Late postoperative complications occur after the patient is discharged from the hospital and therefore need to be observed and detected by the patient himself.
(1)Poor urination or even urinary retention even after surgery The reasons for this are: firstly, incomplete excision of the hyperplastic gland during the surgery, and the solution is to electrically excise it again; secondly, the patient originally had both neurological defects making urination difficult, and the patient should be given the appropriate examination and treatment, and the dual reasons should be explained clearly to the patient.
(2) Abnormal urination Microscopic hematuria is sometimes seen after surgery, and pusuria lasts for several months. There are also two reasons for this: one is caused by the gradual shedding of necrotic tissue despite the trauma healing process, and the other is that there may be renal lesions.
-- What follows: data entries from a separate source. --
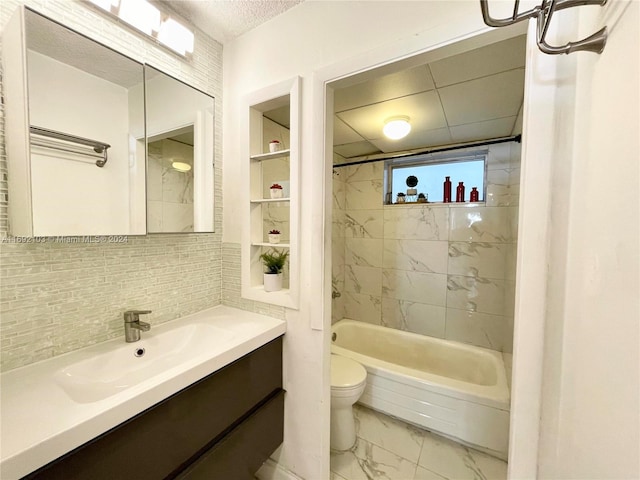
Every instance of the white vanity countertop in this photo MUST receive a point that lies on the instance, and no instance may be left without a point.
(40, 422)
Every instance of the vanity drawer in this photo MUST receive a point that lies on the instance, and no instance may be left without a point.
(241, 453)
(165, 439)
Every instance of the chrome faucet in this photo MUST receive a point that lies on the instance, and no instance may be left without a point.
(133, 325)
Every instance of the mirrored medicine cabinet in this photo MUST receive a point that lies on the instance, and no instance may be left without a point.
(81, 158)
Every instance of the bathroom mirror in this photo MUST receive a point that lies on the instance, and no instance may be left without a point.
(180, 155)
(75, 132)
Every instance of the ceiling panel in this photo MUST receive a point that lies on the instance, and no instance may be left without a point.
(481, 62)
(395, 85)
(423, 109)
(487, 98)
(414, 140)
(355, 149)
(500, 127)
(342, 133)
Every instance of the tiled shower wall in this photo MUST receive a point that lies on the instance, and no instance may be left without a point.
(64, 294)
(441, 270)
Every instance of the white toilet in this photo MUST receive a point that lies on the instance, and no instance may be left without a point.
(348, 379)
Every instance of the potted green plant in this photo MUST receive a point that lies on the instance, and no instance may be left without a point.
(275, 190)
(273, 261)
(274, 236)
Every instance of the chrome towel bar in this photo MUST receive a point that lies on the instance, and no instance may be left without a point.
(98, 147)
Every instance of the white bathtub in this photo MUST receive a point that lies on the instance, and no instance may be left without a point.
(451, 388)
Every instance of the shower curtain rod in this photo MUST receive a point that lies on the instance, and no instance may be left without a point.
(98, 147)
(515, 138)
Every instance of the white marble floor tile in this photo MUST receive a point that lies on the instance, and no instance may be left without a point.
(367, 461)
(387, 432)
(335, 476)
(424, 474)
(386, 449)
(456, 462)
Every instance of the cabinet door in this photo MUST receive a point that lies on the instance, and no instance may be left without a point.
(241, 453)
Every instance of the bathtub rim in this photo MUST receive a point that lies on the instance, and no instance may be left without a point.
(495, 396)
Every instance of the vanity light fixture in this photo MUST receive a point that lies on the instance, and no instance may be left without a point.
(181, 166)
(148, 19)
(396, 128)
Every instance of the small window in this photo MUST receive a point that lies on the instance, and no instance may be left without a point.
(430, 172)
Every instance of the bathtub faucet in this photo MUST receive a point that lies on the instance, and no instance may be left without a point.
(133, 325)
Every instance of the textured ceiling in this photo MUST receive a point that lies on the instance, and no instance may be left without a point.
(224, 20)
(475, 95)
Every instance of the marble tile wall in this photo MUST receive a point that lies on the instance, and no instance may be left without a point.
(65, 293)
(441, 270)
(389, 449)
(169, 192)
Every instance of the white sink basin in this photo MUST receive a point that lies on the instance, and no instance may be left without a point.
(117, 368)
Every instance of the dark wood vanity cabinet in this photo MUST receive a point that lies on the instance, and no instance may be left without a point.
(221, 427)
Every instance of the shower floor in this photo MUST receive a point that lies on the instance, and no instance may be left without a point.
(389, 449)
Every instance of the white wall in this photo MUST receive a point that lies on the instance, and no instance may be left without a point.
(590, 426)
(301, 41)
(590, 403)
(71, 195)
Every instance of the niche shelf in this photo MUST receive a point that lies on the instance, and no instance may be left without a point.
(262, 168)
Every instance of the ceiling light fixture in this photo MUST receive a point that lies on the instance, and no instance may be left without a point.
(396, 128)
(181, 166)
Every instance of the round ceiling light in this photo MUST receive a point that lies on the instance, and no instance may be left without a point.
(181, 166)
(396, 128)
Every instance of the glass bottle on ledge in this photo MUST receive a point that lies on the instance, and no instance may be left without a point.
(460, 192)
(446, 196)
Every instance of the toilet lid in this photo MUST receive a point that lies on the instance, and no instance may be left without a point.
(346, 372)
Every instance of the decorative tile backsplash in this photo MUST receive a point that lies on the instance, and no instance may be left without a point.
(441, 270)
(65, 293)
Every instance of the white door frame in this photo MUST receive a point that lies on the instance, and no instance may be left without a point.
(533, 218)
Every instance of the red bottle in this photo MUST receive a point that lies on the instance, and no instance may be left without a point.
(460, 192)
(446, 196)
Therefore, detailed examination should be done to clarify the cause and give treatment.
(3) Epididymitis The postoperative incidence of epididymitis has been greatly reduced due to the application of prophylactic antibiotics before and after surgery, but there are still a few occurrences, and prompt consultation should be made if intra-scrotal swelling and pain occur after surgery.
(4) Urinary incontinence It may be related to surgery, or it may be caused by inflammation, tumor, stone or neurological factors, therefore, corresponding examination should be done to find out the cause.
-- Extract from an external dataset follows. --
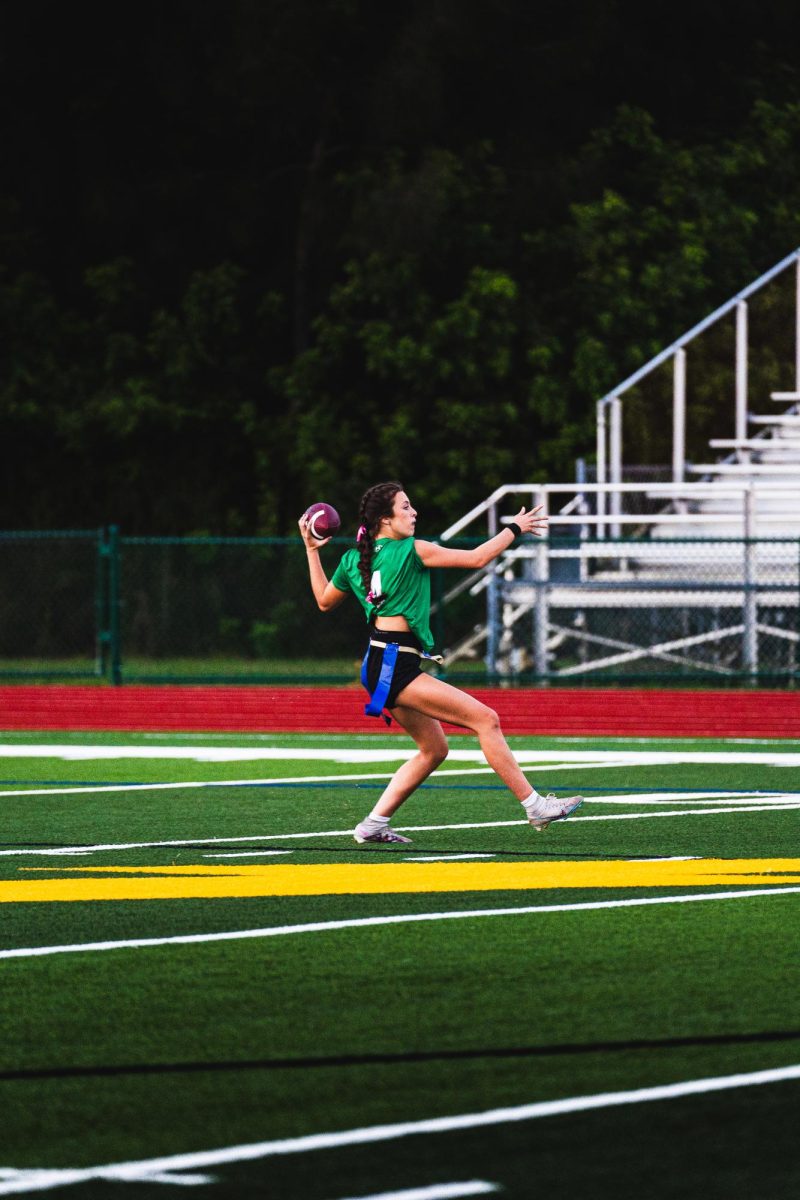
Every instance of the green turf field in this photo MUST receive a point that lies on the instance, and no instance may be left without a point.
(206, 983)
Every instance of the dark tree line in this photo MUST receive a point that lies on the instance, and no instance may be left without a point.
(259, 252)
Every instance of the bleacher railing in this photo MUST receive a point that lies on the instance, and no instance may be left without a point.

(5) Urethral stricture The site of stricture should be carefully identified and urethral dilatation should be given or treated with electrodes again.
(6) Sexual dysfunction Impotence occurs in about 1.4% of patients after surgery. There are also many patients complaining of unsatisfactory sexual intercourse, the reasons for which may be related to psychological factors and should be given psychological guidance. Because of the incomplete closure of the internal urethral sphincter after electrodesiccation, it may cause retrograde ejaculation, i.e. semen does not go out of the body but into the bladder. Those without fertility problems do not need to be treated, and those with fertility requirements may try ephedrine treatment, which is sometimes effective.